Il vitigno Sagrantino è coltivato nella zona di Montefalco sin dal medioevo. Le prime testimonianze datano all’anno 1100, e vi sono due diverse teorie sulla sua origine. La prima sostiene una sua provenienza dall’Asia minore, da dove è giunto in Umbria al seguito di frati francescani. La seconda lo ritiene di origine greca, e ad  importarlo sarebbero stati dei monaci bizantini. In ogni caso, la storia del Sagrantino è legata all’importanza delle comunità religiose in Umbria e sembra che anche il nome “Sagrantino” si riferisca al suo uso sacro durante le funzioni religiose, oppure al termine “sagrestia” per indicare i locali per il clero annessi alle chiese cattoliche. Ma la sua storia e autoctonicità potrebbero essere anche più antichi se la varietà detta Itriola descritta da Plinio il Vecchio nel suo Naturalis Historiae fosse l’attuale Sagrantino, coltivato con quel nome e nella stessa zona. Sicuramente difficile scoprire la soluzione al rompicapo, ma i monaci bonificarono la zona per piantare dei vigneti, anche se non è dato sapere se il degrado fu causato dalla scarsa manutenzione dopo la caduta dell’Impero Romano o fosse preesistente ad esso.  l documento storico più importante però è la legislazione del XV secolo a tutela del Sagrantino emanata dal comune che rappresenta forse il primo disciplinare al mondo, con norme che riguardavano tutta la produzione dalla coltivazione fino alla vinificazione. Per secoli comunque il Sagrantino ha rappresentato una risorsa importante e un vino rinomato per la zona di Montefalco, ma solo negli ultimi trent’anni la sua vinificazione si è orientata verso un prodotto secco, mentre prima questo vino veniva prodotto sempre nella tipologia dolce.

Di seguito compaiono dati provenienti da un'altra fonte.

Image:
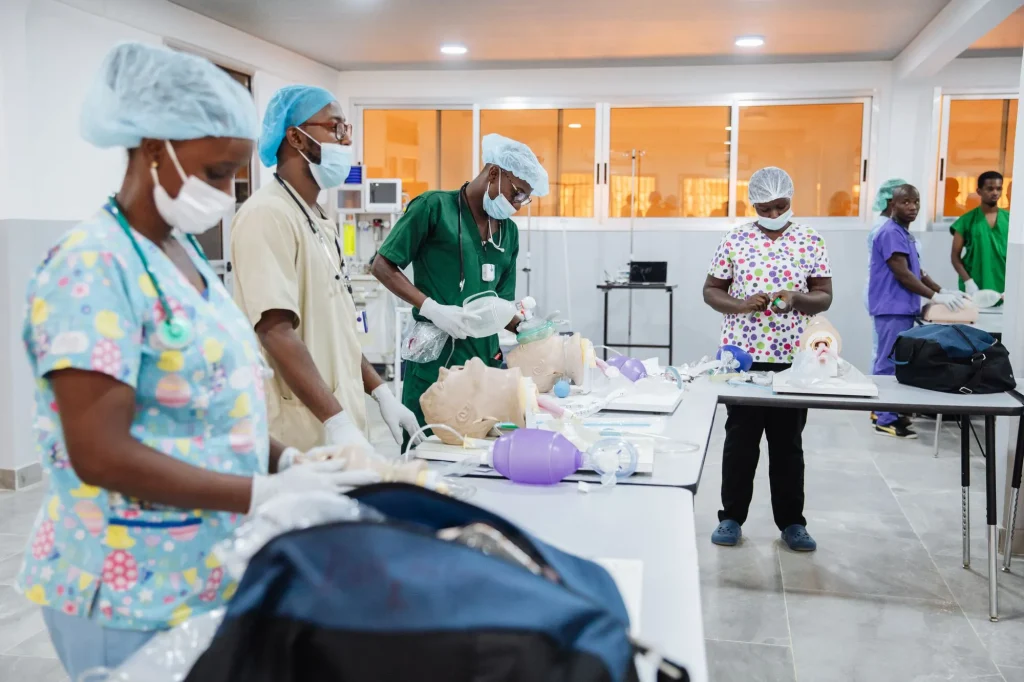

Si presenta con un grappolo di dimensioni medio-piccole, cilindrico e alato, a spargolo non molto denso. I chicchi invece sono di medie dimensioni, sferici, con bucce molto spesse e pruinose, di colore nero. Viene coltivato su terreni medi, con buona presenza di argilla e silicio. Questo vitigno predilige le colline e le buone esposizioni solari. Ha un’ottima resistenza al freddo, all’oidio e al marciume, caratteristica che lo rende adatto anche all’appassimento, ma patisce in modo particolare la peronospora.

Come detto il Sagrantino veniva prima vinificato dolce, e seppur con ottimi risultati, non riusciva ad esprimere quello che sta producendo negli ultimi 30 anni nella versione secca. In purezza offre dei vini sontuosi, ricchi, molto tannici, addirittura più di quel che offre il Nebbiolo, segnalandosi come un vino di livello internazionale.

I colori sono amaranto o rubino a riflessi viola, comunque con andamento al granato nell’invecchiamento. I profumi sono quelli del bosco e dei suoi frutti, con tocchi vegetali e speziati e a volte sfumature di fiori freschi. Al palato è vellutato, tannico ma morbido. Ottima persistenza, ideale per carni rosse arrostite e selvaggina. Nella versione passito naturalmente si fa dolce, ed è un ottimo fine pasto. Il Montefalco Sagrantino ha una sua DOCG dal 1992 dopo essere stato un Doc dal 1980.